Kids in the kitchen last night, and Grandma, travelled all day from Western, NY, with anise and a recipe card for her mother’s Christmas cookies. After the boy helped carry in her bags, the girl helped unload the packages, we all ate dinner of leftover chili with brown rice, we got busy in the kitchen. Boys have been wanting to make peppermint bark, I had learned to make chocolate bark from a friend who made some for her party earlier this fall, and I had experimented with cranberry walnut, walnut, and cherry almond bark, some given for holiday gifts for teachers yesterday, others shared with friends, and so we combined our fantasy and reality, made peppermint bark and cookie dough, happiness in the kitchen.
Here is how you do it, if you are interested in learning, too:
Chocolate bark -
Melt chocolate in a glass bowl in the microwave. I bought good chocolate in bulk from Whole Foods on sale. You might also use chocolate chips. I started with a minute or two for half a pound to a pound of chocolate, stirred, added minutes until chocolate was smooth and lump free. Kids can and will love to do this, teens, too! Good practice experimenting and thinking for yourself to do this recipe, as it really is something you can figure out without messing up too much.
While the chocolate is melting, chop nuts and/or dried fruit. Any combination would work. I used unsalted walnuts and dried sweetened cranberries, dried cherries and slivered almonds, all from the Whole Foods bulk department. I wanted to try peanuts or whole almonds or cashews. My friend advised me on salted or not, saying Trader Joe’s carries nuts with half the salt and they are just right. Next time.

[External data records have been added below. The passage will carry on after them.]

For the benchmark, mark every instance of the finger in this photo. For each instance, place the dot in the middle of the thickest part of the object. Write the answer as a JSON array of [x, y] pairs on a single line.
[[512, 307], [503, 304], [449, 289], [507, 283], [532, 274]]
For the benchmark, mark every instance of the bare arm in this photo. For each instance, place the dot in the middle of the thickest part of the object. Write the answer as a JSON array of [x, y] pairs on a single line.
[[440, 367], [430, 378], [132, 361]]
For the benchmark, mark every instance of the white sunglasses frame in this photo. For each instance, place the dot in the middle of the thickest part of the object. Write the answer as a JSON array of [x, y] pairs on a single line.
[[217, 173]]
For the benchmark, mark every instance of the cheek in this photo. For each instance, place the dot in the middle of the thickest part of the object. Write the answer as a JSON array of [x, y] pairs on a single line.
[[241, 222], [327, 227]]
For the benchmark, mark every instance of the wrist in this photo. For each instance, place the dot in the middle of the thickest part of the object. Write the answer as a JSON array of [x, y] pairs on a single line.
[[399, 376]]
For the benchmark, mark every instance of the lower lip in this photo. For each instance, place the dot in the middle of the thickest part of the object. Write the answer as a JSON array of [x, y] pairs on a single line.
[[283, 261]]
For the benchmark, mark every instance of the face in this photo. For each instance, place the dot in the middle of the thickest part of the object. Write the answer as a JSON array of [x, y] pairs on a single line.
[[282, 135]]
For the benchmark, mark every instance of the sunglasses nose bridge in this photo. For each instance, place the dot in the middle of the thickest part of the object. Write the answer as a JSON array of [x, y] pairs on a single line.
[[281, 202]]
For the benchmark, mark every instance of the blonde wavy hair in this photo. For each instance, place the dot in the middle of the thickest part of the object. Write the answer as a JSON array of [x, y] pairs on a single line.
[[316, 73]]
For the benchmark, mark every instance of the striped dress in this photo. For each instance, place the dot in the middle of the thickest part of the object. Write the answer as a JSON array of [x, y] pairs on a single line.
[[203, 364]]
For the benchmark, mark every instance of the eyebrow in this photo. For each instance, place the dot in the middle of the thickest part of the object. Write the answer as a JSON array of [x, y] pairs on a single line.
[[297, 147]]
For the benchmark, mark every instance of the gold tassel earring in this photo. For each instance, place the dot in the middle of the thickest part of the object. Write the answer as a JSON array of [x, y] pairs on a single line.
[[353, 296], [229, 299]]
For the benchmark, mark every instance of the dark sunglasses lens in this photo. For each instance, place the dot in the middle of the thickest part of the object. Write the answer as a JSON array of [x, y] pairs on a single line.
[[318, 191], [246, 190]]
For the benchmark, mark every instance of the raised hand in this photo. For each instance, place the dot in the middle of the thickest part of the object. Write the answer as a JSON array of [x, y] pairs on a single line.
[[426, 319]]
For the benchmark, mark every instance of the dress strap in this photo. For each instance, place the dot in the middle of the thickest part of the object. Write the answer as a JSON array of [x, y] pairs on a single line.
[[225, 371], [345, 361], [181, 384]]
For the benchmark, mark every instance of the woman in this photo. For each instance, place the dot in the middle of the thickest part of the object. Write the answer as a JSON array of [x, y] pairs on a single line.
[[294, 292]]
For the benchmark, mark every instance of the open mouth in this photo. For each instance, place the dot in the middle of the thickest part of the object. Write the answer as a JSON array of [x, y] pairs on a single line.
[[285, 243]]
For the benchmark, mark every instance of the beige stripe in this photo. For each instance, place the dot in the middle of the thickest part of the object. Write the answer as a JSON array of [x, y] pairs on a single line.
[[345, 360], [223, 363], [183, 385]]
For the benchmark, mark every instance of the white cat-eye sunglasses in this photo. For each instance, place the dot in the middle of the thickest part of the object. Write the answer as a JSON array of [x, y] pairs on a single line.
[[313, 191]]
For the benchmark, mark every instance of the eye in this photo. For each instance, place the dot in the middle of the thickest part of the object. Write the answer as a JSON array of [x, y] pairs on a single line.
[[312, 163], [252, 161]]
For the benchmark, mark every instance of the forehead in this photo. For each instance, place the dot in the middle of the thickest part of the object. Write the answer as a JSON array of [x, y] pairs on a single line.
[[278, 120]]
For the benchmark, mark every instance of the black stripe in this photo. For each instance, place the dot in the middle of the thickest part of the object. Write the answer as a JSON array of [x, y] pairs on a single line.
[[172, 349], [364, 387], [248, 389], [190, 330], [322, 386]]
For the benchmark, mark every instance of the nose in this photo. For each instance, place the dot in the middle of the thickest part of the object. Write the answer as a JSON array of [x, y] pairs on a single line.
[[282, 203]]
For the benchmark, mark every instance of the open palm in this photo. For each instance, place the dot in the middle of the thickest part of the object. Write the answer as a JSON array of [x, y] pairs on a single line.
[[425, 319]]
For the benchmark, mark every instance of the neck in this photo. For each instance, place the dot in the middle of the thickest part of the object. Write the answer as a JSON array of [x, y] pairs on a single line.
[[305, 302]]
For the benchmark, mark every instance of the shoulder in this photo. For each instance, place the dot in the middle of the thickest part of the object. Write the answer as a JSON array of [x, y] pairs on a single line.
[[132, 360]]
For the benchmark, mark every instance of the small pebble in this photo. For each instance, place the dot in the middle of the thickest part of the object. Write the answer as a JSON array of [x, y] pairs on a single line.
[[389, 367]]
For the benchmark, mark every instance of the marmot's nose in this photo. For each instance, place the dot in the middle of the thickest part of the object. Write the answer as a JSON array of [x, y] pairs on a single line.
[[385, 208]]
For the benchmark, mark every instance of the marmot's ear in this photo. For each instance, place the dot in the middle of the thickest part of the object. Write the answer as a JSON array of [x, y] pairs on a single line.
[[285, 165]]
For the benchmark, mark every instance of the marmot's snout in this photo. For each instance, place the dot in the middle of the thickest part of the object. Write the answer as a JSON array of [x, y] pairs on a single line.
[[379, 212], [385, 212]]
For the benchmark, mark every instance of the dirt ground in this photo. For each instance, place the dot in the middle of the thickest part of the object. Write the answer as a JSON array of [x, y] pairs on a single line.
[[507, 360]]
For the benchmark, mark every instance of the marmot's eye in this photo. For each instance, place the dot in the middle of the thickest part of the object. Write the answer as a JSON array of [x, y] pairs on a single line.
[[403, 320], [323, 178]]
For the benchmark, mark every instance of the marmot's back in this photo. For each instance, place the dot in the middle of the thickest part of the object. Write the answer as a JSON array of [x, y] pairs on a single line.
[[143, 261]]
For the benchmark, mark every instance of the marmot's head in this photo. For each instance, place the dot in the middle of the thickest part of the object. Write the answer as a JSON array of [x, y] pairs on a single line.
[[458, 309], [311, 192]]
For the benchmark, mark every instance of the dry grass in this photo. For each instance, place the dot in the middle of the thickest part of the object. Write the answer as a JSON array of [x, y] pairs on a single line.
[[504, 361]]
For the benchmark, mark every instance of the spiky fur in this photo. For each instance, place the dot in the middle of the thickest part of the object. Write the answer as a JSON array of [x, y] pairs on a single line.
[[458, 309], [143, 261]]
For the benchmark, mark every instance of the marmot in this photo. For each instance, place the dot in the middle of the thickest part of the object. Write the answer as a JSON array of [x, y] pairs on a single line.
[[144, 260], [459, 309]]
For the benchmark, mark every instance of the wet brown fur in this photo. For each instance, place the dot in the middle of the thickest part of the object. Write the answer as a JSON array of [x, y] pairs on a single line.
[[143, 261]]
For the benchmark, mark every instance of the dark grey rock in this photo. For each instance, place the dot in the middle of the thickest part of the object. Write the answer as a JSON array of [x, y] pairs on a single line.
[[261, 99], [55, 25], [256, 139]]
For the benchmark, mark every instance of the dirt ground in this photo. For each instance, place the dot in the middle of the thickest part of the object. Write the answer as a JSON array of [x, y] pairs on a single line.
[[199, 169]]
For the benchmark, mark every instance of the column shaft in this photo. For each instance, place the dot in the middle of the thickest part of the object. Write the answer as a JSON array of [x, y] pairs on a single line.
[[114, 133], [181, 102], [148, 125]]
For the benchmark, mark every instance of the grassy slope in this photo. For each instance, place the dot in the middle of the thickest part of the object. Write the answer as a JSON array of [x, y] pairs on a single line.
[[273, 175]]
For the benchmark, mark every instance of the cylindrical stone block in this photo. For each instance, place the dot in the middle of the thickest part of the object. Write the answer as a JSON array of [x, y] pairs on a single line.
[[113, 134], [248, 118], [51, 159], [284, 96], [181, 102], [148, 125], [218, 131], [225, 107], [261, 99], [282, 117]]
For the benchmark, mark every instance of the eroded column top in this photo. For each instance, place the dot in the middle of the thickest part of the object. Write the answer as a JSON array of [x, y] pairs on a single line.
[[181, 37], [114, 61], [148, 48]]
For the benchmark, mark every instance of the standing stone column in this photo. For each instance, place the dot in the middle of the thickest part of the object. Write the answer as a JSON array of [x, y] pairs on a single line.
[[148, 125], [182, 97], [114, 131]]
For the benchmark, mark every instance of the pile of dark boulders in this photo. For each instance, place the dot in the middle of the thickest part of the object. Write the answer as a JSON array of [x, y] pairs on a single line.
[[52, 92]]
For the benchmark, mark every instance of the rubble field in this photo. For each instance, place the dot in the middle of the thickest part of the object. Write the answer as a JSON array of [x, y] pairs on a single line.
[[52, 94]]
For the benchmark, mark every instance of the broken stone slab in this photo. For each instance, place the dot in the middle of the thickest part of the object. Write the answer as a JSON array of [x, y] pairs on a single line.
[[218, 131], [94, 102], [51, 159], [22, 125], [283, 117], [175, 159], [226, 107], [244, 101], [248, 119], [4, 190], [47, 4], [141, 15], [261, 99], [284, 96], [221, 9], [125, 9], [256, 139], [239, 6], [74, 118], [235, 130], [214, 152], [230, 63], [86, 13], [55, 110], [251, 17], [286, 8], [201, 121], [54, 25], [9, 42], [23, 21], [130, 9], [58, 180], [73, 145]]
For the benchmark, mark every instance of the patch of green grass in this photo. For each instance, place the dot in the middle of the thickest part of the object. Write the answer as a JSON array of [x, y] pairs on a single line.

To make peppermint bark, crush peppermint candies. We used the discs. Unwrapping them was fun. Crushing was challenging. We tried putting them in a sturdy paper bag and whacking them with a rolling pin. They escaped. We put the paper bag inside a plastic bag, whacked some more. They bag leaked crushed peppermint dust all over the counter. We tried smashing them in a mortar and pestle, a tall one from the latino section of Market Basket. They flew all over the place. We covered them inside the mortar and pestle with sheets of plastic wrap, they escaped. We put them inside a plastic bag in the mortar and pestle. We finished the job, no clear answers for you. Let us know if you figure out the secret. Was fun to take pictures of Ben smashing things and laughing. Camera my secret ingredient, and a broom.
Also while the chocolate is melting, cover a cookie sheet or baking tray with wax paper.
To make fruit and nut bark, we mixed about a cup or less of chopped stuff into a pound or less of melted chocolate. Then we spread the mixture thinly over the wax paper.
To make the peppermint bark, we added one and a half teaspoons of peppermint extract to the melted chocolate, tasting it to make sure it was just right. Yum. Then we spread the chocolate over the tray and sprinkled the crushed (smashed) peppermint candy over the top, then pressed gently with a silicon spatula to make it stick.
Chill the tray in the fridge (atop all the bottles and jars of the top shelf if yours is as stuffed as mine). When the bark is crisp, break it into pieces, eat, gift, share. Yum.
I will add the cookie dough recipe later. It is old fashioned. Things like rounded teaspoons of baking soda and pinches of nutmeg will give it away. It is delicious. It is messy and difficult as all get out to roll. Anise is the secret, and nutmeg. Don’t leave those out if you want to taste my grandma’s cookies. Don’t skimp on the chilling, leave teh dough in the fridge at least over night, and take only a small amount from the fridge at a time to roll, so it stays as cold as possible. Use lots of flour, on your hands, on the rolling surface, on the rolling pin, on the cookie cutters, and use a light touch, don’t press down as you roll, roll lightly over the soft dough so it just spreads out, doesn’t stick to the counter or the rolling pin. I have done this for forty years, first watching, then helping, then on my own, then teaching. Teaching probably taught me the most about what is hard and what needs teaching. I am looking forward to rolling, cutting, and baking the cookies (maybe with the kids, maybe on my own, maybe with Mom’s help) this am so we can let them cool and decorate them with icing and sprinkles this afternoon (definitely with the kids), my girl having spent her evening in the kitchen sorting the decorations by color, rainbow for our holiday celebration defying Christmas, white frosting upholds Grandma Petrie’s tradition. Red hots, too, for spice of life. Cookie cutters from my grandma’s collection, some a wedding present to me, others my mom’s duplicates, others collected new myself or as gifts, more gingerbread people, too, hope there is time, best get moving!